Demand forecasting could be the foundation of all data-driven decisions in some of your business processes. It optimises all sorts of aspects of the supply chain, including distribution planning, production scheduling, inventory management, and strategic staffing. It lowers costs, improves services and reduces CO2. Learn more about what demand forecasting exactly is, how it works and why you should have it.
Demand forecasting is the type of data analytics that use algorithms to predict future demand of items, sales, transactions or whatever drives the demand, using historical data, past events and trends such as seasonality, weather, events and/or the competition. Essentially, algorithms process large sets of (historical) data to build models that predict the future with a certain confidence level. With accurate forecasts, managers in all aspects of the supply chain can make well-informed business decisions for staffing, logistics, sales and inventory.
There are plenty of theories and methods available for forecasting different types of patterns. They have however one thing in common: they work well in one situation but not in others. Therefore, all algorithms are trained on the same data and the one best suited to that situation or type of demand is picked. By using actual data, accuracy can be monitored and the approach can be changed automatically if it would lead to more accurate forecasts.
One of the implementations of demand forecasting is in inventory management.
Accurate demand forecasting gives powerful insights on how much, when and which products should be stocked in inventory. Forecasting can then be utilised to better align sales and marketing efforts and reduce the risk of stock outs, resulting in lower holding costs and increased turnover rates.
Simultaneously, demand forecasting also allows operational alignment in terms of logistics and workforce. Knowing exactly what demand will be, allows planners to coordinate their logistics and distribution with the right amount of vehicles, optimise routes and streamlining their warehouse activities. This lowers logistic costs and maximises asset efficiency.

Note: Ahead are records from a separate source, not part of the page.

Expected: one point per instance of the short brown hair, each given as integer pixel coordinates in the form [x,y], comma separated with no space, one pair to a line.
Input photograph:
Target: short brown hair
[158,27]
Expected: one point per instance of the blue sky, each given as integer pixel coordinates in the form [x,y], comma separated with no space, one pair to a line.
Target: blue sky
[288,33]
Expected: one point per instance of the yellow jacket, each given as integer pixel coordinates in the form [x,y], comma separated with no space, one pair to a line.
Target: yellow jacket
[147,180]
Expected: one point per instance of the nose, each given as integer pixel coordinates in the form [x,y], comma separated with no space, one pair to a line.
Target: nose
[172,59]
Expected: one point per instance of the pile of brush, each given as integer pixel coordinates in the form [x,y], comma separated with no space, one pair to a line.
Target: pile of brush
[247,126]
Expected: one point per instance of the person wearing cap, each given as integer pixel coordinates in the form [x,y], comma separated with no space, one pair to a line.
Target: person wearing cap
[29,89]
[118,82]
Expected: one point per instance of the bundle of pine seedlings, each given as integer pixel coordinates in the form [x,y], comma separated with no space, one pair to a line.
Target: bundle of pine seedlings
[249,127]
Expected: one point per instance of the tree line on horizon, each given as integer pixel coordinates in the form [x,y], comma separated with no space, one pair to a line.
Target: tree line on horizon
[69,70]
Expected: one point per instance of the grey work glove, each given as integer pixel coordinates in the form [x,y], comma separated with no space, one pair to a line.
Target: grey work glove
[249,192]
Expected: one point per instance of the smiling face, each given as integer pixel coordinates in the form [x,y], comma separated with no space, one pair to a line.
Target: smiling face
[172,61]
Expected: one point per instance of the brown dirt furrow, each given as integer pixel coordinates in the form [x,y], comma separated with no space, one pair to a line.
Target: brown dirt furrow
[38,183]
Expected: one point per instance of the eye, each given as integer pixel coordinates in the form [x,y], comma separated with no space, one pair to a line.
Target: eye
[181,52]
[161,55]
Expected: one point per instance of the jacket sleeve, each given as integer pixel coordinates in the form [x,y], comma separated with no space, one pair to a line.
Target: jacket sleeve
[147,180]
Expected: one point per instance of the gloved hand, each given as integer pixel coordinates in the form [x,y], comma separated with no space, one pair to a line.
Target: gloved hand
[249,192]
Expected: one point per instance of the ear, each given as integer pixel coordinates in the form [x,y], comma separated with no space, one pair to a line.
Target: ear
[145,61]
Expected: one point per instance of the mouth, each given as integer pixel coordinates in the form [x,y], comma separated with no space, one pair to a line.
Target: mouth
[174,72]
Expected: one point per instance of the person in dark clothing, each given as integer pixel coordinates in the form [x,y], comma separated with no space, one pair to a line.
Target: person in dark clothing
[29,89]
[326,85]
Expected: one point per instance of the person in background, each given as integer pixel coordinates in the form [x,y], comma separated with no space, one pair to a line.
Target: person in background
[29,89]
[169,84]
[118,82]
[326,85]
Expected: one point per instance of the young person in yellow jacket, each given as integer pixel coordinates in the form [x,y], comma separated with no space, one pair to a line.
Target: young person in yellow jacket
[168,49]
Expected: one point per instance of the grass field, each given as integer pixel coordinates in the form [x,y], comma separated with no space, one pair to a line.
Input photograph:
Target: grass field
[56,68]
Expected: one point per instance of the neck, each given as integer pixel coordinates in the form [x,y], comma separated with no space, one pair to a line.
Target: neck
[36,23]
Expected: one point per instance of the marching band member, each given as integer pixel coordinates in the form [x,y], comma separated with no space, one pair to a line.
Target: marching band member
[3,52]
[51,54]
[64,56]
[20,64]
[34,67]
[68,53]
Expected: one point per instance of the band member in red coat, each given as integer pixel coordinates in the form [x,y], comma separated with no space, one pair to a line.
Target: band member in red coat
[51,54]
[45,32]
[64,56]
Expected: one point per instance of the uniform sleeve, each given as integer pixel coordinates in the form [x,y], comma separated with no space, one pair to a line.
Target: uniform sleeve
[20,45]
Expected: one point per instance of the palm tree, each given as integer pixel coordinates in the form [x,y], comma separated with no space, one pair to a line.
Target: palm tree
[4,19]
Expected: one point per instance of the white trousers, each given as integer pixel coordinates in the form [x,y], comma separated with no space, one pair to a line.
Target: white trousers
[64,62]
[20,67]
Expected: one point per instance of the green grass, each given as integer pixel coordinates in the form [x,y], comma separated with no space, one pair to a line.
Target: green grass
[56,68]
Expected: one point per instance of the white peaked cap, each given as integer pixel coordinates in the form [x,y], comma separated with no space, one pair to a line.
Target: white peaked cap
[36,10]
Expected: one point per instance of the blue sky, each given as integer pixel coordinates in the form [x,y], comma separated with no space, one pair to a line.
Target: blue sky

Another area where demand forecasting can be of great help is in workforce management. Demand forms the perfect base to build schedules on. Labour demand forecasting, as we call it, allows you to translate demand into required head count and opens up doors to optimised shift creation and shift filling opportunities. An example is slightly undercovering demand when costs have to be reduced and overcovering demand when high service to customers must be guaranteed. With labour demand forecasting, costs will decline and service levels will increase.
Demand forecasting has been around for a long time, but with the newest technologies demand forecastings are more accurate than ever. It has also been easier to generate these forecastings more frequently, tweak and tune them manually and to understand the results. They give a deeper understanding of the available demand data and form a powerful tool to start optimising operations across the entire supply chain.